Quick shout out to Mosescan as it was the contact he provided that I've been in dialogue with for the numbers above. Other points to note the same sales contact has said he is not aware of official resales being stopped at Craigendarroch, in fact they had just appointed a marketing manager to market the resales of all three Scottish resorts and were considering doing the same for the suites at Craigendarroch.


----------



## Arimaas (Feb 24, 2018)

Roamer said:


> I'd make some of that value back and have an easier resale in the future if I bought through the official Hilton route.



Just curious as to why would It make resale easier for you in the future? I assume you mean that Hilton may help broker the resale of the Scottish units, making it easier for you to resell? Any idea what they charge to resell units?


----------



## Mosescan (Feb 24, 2018)

Arimaas said:


> Just curious as to why would It make resale easier for you in the future? I assume you mean that Hilton may help broker the resale of the Scottish units, making it easier for you to resell? Any idea what they charge to resell units?


John, my salesman, told me that since I purchased from them they’ll do the resale for 10% commission when I want to sell. Although 20 years from now when I’m ready to sell that may have changed. John is already 70 so it’s doubtful he’ll be there when I’m reselling.


----------



## Mosescan (Feb 24, 2018)

Roamer said:


> I've found the thread useful as I'm still swithering over buying into the Hilton timeshares and if I do, should I leave the option open of going for Elite status at some point. Being based in Scotland the Craigendarroch resales would be the obvious entry point. However, like most I'm wondering if Elite is worth the extra expense even with the official resale route being nearby. We are now tied to school holiday time breaks, but there is some arbitrage available with that, so if I do purchase I'd begin with one week and go from there.
> 
> In case it helps anyone else I'll add some numbers to flesh this out. The arbitrage I mentioned is that the school holiday time in October in Scotland would match with the gold season in Florida, so a three bed lodge in platinum season at Craigendarroch would give 8,400 points (one lodge gives 9,600 points but none of those are available at the moment due to a recent buying spree ). So, one 8,400 week would give me two weeks in a one bed in central Florida with 1,600 points left over for a cheeky week on a bender in Vegas on my own, or one one bed week and one two bed week in Florida if the brother and sister in law wanted to join us.
> 
> ...


I think the Vegas platinum units all sell for around $1/point so I don’t see Craigendarroch as that much more expensive. I think the maintenance fees are some of the best you’ll get at $0.12/point. If you do buy units during yours or England’s school breaks you can likely rent for twice your maintenance fees. Rent half your units, pay all your maintenance fees and use the points from the other half.


----------



## Roamer (Feb 25, 2018)

Arimaas said:


> Just curious as to why would It make resale easier for you in the future? I assume you mean that Hilton may help broker the resale of the Scottish units, making it easier for you to resell? Any idea what they charge to resell units?

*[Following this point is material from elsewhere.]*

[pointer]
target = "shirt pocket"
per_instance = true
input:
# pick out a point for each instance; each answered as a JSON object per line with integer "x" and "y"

Yes, easier in the sense I could let them do it and I'd assumed the commission would be less than the premium I'd paid via the official resale route. I hadn't known the commission figure was 10%, so good to find that out and it seems very reasonable.

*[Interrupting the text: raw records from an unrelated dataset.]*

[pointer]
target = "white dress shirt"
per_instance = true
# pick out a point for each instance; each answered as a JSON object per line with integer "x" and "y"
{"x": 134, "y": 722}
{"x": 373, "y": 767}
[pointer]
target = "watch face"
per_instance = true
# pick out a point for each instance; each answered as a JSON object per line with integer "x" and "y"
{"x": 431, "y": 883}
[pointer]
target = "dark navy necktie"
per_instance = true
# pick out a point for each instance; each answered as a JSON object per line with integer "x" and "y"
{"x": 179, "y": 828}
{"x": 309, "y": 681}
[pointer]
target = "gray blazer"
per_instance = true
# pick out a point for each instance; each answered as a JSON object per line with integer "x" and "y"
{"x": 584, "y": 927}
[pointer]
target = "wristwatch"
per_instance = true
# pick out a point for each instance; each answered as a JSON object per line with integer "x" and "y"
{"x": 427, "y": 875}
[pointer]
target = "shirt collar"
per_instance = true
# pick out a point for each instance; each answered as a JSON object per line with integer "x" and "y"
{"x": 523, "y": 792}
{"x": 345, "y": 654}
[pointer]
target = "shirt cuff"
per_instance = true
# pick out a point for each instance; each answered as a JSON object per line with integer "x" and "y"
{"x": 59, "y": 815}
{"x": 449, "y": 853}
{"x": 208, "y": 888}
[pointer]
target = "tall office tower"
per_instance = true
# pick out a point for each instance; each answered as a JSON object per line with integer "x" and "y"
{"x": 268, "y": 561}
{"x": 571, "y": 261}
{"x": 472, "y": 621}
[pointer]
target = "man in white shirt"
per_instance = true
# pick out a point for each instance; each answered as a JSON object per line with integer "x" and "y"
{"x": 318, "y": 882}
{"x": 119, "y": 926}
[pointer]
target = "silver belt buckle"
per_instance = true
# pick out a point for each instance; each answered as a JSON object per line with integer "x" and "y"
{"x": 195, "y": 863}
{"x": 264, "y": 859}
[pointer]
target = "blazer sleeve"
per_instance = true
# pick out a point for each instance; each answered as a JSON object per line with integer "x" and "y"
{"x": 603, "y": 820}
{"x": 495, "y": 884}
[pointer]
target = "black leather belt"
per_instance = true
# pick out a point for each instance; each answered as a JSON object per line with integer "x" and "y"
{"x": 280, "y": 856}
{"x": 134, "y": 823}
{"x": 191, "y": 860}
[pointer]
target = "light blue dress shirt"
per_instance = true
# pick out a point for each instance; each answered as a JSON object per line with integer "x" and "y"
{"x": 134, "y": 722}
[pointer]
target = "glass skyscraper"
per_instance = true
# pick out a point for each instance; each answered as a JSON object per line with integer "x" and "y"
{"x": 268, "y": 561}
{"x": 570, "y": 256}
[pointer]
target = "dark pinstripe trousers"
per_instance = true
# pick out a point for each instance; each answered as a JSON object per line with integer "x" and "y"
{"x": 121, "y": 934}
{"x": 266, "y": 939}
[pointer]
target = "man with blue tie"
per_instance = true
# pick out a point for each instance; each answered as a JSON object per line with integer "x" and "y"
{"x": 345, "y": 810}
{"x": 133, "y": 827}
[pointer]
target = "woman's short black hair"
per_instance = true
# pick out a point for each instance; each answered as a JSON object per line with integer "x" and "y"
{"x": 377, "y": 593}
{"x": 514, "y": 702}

Renting two weeks to pay the maintenance fees for all four is another option I hadn't considered. And if it didn't rent I could go up and use them myself, it'd only be a couple of hours drive.


----------



## Mosescan (Feb 25, 2018)

Roamer said:


> Yes, easier in the sense I could let them do it and I'd assumed the commission would be less than the premium I'd paid via the official resale route. I hadn't known the commission figure was 10%, so good to find that out and it seems very reasonable.
> 
> Renting two weeks to pay the maintenance fees for all four is another option I hadn't considered. And if it didn't rent I could go up and use them myself, it'd only be a couple of hours drive.

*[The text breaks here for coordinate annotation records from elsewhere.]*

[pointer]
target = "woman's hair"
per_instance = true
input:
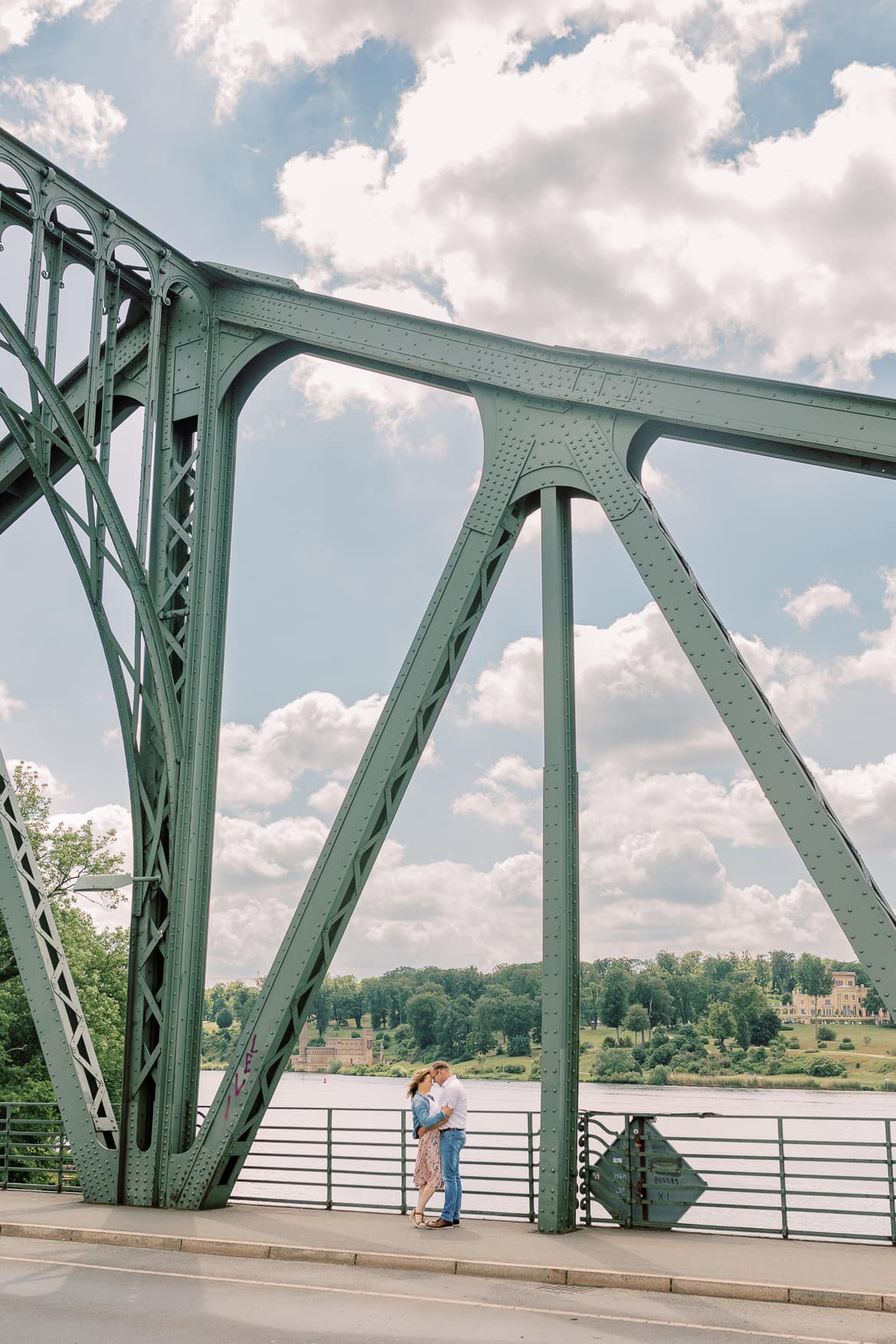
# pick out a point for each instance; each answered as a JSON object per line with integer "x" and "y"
{"x": 417, "y": 1080}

Yes. My in laws live in Kent so we had a considerably longer drive but I can’t wait to go back and spend some time there in the summer. Either before or after the Edinburgh tattoo would be best.


----------



## WildCat45 (Feb 27, 2018)

Thanks for the post. Any idea if the Coylumbridge units would rent well in September? I have zero perspective of how people holiday in the UK.


----------



## Mosescan (Feb 27, 2018)

Roamer said:


> I've found the thread useful as I'm still swithering over buying into the Hilton timeshares and if I do, should I leave the option open of going for Elite status at some point. Being based in Scotland the Craigendarroch resales would be the obvious entry point. However, like most I'm wondering if Elite is worth the extra expense even with the official resale route being nearby. We are now tied to school holiday time breaks, but there is some arbitrage available with that, so if I do purchase I'd begin with one week and go from there.
> 
> In case it helps anyone else I'll add some numbers to flesh this out. The arbitrage I mentioned is that the school holiday time in October in Scotland would match with the gold season in Florida, so a three bed lodge in platinum season at Craigendarroch would give 8,400 points (one lodge gives 9,600 points but none of those are available at the moment due to a recent buying spree ). So, one 8,400 week would give me two weeks in a one bed in central Florida with 1,600 points left over for a cheeky week on a bender in Vegas on my own, or one one bed week and one two bed week in Florida if the brother and sister in law wanted to join us.
> 
> ...


My purchases worked out to about $1.16/point in US dollars so I don't think it's really that much more than buying resale for any of the US resorts unless you want to buy Vegas gold weeks. They are dirt cheap but then your maint fee/point ratio is much higher. My Vegas gold is $0.17/point, whereas my Craigendarroch are around $0.125/point. Vegas platinums are around $1/point to buy so I don't think you are too far off buying at Craigendarroch and I still think you'll have lower maintenance fees, plus they should be way easier to rent than Vegas if you want to supplement your maintenance fees.


----------



## Roamer (Feb 27, 2018)

WildCat45 said:


> Thanks for the post. Any idea if the Coylumbridge units would rent well in September? I have zero perspective of how people holiday in the UK.



The school holidays are at slightly different times in Scotland and England, with Scotland usually starting and finishing earlier. Scotland schools go back this year on 22nd August and the English schools go back 6th September. The private schools can also have a bit of variation in there. 

So, September would be quieter from a demand perspective, but equally might be good for folks who want a holiday without kids around. They may wish for a smaller unit size though.

This link https://rentals.higvc.co.uk/default.aspx should take you to the official rental page for the Scottish locations. Doesn't seem to be a lot of availability for Coylumbridge in September and the prices are down on October despite it still being platinum season.


----------



## Roamer (Feb 27, 2018)

This is a cleaner link as you can see the full year, albeit the prices are from 2017: http://www.higvc.co.uk/rental/holidays-in-scotland/coylumbridge

You can also view the other Scottish resort rental prices by selecting the links near the top left of the page.


----------